Monday, June 4, 2012

A Tale of Two Cities

I just finished reading A Tale of Two Cities by Dickens.  I have to say I enjoyed it a lot more than I thought I would.  I have a new appreciation for Dicken's writing, which combines humour and wonderful descriptions with a good story and a thoughtful portrayal of human life.


A Tale of Two Cities presents a chiaroscuro of human character; loving and gracious characters shine brightly against a deeply dark background.  On it's own, that backdrop would be a disturbing, even frightening, picture of humanity.  The vengeful, blood-lusting crowds of Paris in the heyday of the guillotine are sobering in the caricature that Dickens presents.

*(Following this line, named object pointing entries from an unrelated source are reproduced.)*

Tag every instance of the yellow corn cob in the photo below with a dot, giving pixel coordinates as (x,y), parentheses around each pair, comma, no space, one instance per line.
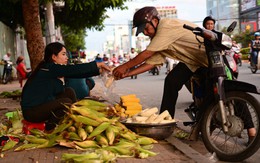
(134,107)
(149,112)
(84,120)
(151,118)
(127,136)
(87,102)
(87,144)
(72,136)
(72,129)
(132,112)
(128,103)
(99,129)
(120,126)
(61,127)
(89,129)
(145,140)
(119,150)
(139,119)
(67,144)
(9,145)
(137,100)
(34,139)
(86,113)
(82,133)
(87,157)
(127,96)
(26,147)
(101,140)
(123,143)
(110,135)
(161,116)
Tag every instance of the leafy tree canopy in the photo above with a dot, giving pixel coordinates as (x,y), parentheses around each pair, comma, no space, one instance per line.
(75,14)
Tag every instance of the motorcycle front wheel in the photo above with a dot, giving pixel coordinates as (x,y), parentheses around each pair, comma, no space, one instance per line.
(253,68)
(233,145)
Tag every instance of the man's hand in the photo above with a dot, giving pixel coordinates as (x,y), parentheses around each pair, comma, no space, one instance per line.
(103,67)
(119,72)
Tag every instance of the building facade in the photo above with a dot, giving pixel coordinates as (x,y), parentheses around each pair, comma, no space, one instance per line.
(245,12)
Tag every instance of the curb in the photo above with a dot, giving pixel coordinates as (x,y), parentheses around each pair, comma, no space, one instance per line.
(188,151)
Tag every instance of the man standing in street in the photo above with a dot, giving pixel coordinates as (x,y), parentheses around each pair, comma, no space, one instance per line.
(133,54)
(6,59)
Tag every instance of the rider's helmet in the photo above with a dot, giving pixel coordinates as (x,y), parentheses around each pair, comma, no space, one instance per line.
(207,19)
(143,16)
(257,34)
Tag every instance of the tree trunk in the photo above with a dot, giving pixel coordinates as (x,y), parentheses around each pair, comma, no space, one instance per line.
(32,26)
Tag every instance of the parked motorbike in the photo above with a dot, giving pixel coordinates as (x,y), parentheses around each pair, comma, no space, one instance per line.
(232,63)
(7,74)
(155,70)
(225,105)
(236,55)
(254,67)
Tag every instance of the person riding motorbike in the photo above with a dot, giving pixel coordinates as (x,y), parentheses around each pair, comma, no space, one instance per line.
(209,23)
(255,47)
(7,72)
(168,39)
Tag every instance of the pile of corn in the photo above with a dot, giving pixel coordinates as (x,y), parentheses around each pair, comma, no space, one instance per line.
(86,127)
(131,104)
(151,115)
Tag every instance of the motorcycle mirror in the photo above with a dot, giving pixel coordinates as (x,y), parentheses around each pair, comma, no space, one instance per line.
(232,26)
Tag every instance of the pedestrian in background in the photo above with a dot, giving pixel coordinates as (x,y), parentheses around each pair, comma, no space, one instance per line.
(22,72)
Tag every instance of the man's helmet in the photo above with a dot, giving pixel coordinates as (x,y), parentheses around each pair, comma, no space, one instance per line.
(207,19)
(257,34)
(143,16)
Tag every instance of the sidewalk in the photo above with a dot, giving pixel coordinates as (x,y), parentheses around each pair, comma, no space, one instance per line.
(170,150)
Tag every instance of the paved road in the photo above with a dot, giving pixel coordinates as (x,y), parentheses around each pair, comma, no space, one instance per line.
(149,89)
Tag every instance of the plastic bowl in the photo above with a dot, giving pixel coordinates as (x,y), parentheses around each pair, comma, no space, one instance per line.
(155,131)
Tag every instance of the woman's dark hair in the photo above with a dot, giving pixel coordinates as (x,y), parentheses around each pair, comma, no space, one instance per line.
(50,49)
(19,59)
(207,19)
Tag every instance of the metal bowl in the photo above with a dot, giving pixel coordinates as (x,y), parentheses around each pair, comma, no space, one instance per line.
(156,131)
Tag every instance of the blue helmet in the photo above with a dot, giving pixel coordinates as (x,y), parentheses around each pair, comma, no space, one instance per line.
(257,34)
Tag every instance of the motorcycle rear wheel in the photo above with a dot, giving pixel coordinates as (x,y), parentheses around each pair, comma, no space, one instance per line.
(229,146)
(253,68)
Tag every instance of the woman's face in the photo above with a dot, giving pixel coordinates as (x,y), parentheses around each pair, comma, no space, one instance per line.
(61,58)
(149,29)
(210,25)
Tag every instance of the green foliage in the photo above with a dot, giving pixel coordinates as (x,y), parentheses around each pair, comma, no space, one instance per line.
(74,40)
(245,50)
(11,13)
(244,38)
(89,14)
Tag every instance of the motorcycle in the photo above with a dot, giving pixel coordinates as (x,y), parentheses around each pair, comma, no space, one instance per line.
(236,55)
(254,67)
(155,70)
(7,74)
(232,63)
(223,107)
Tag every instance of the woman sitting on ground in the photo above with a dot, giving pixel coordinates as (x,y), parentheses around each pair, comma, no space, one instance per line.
(45,93)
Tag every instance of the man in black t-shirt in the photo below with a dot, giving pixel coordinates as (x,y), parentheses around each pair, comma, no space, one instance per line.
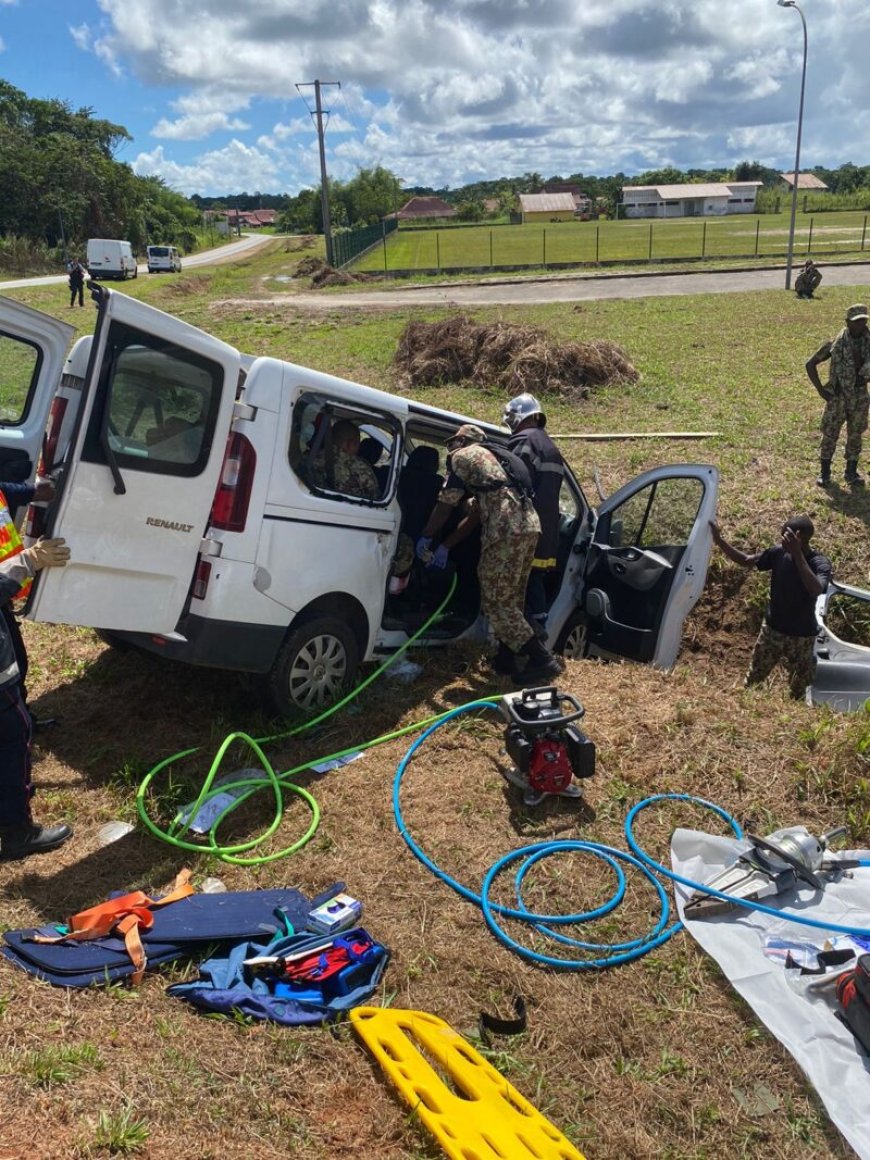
(798,575)
(526,419)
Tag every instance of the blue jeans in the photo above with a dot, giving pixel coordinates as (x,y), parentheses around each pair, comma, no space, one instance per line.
(15,784)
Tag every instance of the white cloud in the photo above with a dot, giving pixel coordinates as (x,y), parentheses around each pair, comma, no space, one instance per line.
(444,91)
(238,166)
(196,125)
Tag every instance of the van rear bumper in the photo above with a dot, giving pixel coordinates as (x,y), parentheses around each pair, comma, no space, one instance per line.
(215,644)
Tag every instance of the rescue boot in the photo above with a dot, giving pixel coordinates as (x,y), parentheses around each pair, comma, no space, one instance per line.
(542,665)
(21,841)
(504,662)
(852,473)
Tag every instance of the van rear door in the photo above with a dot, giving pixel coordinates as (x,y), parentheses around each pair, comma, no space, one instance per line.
(33,348)
(142,471)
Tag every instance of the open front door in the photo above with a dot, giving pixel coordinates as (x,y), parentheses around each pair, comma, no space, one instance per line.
(33,348)
(140,473)
(646,563)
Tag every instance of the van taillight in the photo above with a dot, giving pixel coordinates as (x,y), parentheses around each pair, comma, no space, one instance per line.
(230,509)
(52,436)
(35,523)
(201,579)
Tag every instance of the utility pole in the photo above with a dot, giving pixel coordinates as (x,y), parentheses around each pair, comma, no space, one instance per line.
(318,114)
(63,237)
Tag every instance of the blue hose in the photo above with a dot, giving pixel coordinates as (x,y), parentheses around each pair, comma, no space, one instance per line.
(550,925)
(528,856)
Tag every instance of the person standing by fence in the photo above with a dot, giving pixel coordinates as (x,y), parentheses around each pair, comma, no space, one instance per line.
(77,282)
(846,394)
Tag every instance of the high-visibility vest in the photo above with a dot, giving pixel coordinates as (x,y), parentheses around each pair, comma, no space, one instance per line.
(11,543)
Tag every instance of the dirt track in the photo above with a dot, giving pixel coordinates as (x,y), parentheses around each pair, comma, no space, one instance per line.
(571,288)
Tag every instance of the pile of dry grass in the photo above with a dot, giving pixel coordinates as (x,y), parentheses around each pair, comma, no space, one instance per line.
(324,275)
(507,359)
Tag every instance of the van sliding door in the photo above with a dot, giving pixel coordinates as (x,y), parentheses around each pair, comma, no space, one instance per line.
(142,472)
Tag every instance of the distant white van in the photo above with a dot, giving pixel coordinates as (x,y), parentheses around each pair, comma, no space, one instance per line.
(200,531)
(110,258)
(164,258)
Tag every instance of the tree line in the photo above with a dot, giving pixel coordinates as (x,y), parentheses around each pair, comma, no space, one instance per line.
(63,183)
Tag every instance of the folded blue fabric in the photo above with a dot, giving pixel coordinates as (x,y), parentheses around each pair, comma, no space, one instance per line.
(226,985)
(179,929)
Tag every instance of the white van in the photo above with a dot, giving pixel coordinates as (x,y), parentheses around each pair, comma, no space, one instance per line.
(164,259)
(109,258)
(197,531)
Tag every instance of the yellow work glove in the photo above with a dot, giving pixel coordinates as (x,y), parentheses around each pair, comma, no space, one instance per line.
(46,553)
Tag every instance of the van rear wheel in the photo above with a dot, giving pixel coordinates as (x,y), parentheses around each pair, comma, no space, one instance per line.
(572,643)
(314,667)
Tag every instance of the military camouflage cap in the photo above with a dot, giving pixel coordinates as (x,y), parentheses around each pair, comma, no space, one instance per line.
(469,432)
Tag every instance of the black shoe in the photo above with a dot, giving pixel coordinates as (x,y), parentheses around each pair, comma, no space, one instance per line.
(504,662)
(542,665)
(40,724)
(22,841)
(852,473)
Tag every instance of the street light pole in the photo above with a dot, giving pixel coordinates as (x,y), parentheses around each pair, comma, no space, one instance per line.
(791,4)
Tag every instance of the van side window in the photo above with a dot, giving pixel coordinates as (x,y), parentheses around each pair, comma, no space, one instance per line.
(159,406)
(341,451)
(19,369)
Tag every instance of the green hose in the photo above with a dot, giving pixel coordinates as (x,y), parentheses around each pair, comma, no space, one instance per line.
(174,834)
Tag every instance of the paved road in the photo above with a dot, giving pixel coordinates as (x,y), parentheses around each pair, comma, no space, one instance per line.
(573,288)
(227,253)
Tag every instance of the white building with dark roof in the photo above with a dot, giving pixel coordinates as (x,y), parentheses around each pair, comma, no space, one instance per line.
(548,207)
(715,198)
(806,181)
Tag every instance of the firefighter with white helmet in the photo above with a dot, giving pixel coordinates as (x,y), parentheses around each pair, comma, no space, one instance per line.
(526,419)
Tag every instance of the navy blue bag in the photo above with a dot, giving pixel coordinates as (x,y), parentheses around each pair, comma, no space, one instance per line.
(180,929)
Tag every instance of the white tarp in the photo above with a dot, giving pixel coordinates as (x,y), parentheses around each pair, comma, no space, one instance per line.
(800,1017)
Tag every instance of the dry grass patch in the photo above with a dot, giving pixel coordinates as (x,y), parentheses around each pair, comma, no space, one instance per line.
(507,357)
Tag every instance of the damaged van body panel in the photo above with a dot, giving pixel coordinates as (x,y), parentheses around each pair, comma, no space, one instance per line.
(842,667)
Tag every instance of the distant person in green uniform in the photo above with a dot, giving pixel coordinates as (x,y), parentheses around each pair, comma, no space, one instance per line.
(846,394)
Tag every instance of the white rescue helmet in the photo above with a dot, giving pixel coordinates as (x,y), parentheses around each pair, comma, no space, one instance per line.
(521,408)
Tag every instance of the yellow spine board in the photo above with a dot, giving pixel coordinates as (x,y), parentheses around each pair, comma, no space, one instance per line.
(490,1119)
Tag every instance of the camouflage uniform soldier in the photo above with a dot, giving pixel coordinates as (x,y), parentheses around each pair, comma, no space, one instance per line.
(339,468)
(798,574)
(846,396)
(807,280)
(509,534)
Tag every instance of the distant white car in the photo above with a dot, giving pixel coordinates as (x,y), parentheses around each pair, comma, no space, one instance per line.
(164,259)
(110,258)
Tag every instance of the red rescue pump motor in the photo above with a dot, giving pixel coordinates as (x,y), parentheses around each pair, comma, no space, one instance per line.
(546,749)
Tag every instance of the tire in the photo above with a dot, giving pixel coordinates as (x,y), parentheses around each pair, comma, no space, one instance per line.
(314,667)
(572,640)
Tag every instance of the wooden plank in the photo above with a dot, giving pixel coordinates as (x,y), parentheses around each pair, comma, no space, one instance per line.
(603,436)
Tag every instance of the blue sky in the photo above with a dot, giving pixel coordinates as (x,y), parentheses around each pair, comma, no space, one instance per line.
(448,92)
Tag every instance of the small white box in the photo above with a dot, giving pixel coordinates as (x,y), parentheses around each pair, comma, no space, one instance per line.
(338,914)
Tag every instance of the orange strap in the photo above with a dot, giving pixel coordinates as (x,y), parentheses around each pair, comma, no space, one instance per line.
(127,916)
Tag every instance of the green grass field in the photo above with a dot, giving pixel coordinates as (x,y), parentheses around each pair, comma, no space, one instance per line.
(585,243)
(655,1060)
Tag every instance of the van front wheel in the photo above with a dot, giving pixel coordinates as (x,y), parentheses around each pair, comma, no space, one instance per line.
(314,667)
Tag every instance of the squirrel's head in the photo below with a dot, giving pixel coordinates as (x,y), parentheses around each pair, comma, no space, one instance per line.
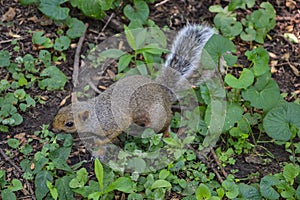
(68,117)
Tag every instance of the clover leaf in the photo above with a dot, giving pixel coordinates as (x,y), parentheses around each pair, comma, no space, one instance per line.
(54,79)
(139,12)
(265,94)
(76,28)
(218,46)
(53,10)
(246,79)
(266,188)
(282,122)
(4,58)
(62,43)
(260,59)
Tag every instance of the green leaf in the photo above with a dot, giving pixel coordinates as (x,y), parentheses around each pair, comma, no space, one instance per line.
(122,184)
(4,58)
(203,192)
(41,189)
(217,46)
(216,8)
(246,79)
(45,57)
(53,190)
(135,196)
(110,53)
(260,94)
(266,188)
(248,35)
(93,8)
(130,38)
(124,62)
(163,174)
(279,121)
(38,39)
(80,180)
(55,79)
(28,2)
(140,11)
(290,172)
(53,10)
(260,58)
(16,185)
(291,37)
(62,43)
(161,184)
(26,149)
(99,173)
(249,192)
(137,164)
(13,143)
(76,28)
(63,189)
(18,119)
(7,194)
(142,68)
(232,190)
(3,128)
(172,142)
(20,94)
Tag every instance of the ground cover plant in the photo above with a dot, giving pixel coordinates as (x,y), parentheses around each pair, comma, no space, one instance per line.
(255,157)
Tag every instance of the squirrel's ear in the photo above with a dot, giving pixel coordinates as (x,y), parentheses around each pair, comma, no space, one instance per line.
(84,116)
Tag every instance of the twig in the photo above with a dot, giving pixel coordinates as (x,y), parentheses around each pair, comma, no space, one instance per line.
(6,158)
(204,159)
(218,162)
(107,22)
(76,59)
(9,40)
(10,161)
(161,3)
(92,85)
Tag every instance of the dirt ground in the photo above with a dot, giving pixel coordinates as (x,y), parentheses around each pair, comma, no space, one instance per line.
(284,60)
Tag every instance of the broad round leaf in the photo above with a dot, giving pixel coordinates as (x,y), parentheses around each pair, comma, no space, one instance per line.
(278,121)
(140,11)
(263,97)
(246,79)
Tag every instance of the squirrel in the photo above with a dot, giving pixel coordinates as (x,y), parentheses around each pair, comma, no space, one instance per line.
(138,99)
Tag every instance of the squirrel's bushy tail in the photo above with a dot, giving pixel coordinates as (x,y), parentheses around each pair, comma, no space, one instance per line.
(185,55)
(187,48)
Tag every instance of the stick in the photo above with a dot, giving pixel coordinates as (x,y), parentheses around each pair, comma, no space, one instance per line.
(76,59)
(161,3)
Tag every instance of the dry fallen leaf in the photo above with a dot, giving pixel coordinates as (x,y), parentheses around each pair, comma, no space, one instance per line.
(33,19)
(111,74)
(272,55)
(290,4)
(9,15)
(63,102)
(20,136)
(295,70)
(102,87)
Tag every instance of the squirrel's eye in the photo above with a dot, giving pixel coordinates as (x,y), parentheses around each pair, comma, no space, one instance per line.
(69,124)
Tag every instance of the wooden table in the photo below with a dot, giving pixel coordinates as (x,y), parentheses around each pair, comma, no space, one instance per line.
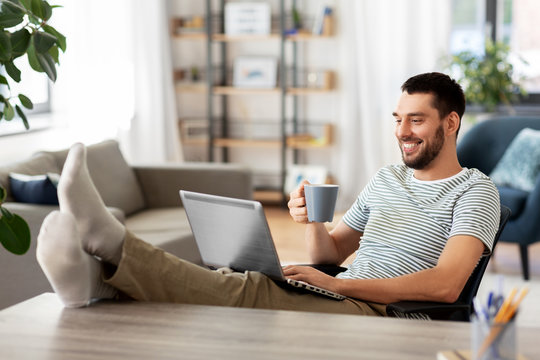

And yet there is light.  We read of the strength of love, willing to sacrifice all.  Of the redemptive power of Christ's sacrifice which transforms even the most repulsive person into a hero.  Of the hope of resurrection.

Like the book of Esther, God is hardly mentioned, if at all.  One might even be tempted to believe he has abandoned France to its suffering.  Yet he is there.  And as the story builds to its climax, we read the oft-repeated refrain:
I am the resurrection, and the life: he that believeth in me, though he were dead, yet shall he live: And whosoever liveth and believeth in me shall never die.
Have you read this book, or other books by Dickens?  What did you think?



1 comment:

  1. I haven't read this book, but I have read "Great Expectations" and "The Pickwick Papers".

    Great Expectations I read for book assignment in high school English, and it's been awhile, so I can't remember what it was like, but I know I enjoyed at least certain parts of it.

    The Pickwick Papers was a long book, but quite interesting, as I am a writer, and it was also referred to in the movie "Little Women." That was what inspired me to read it.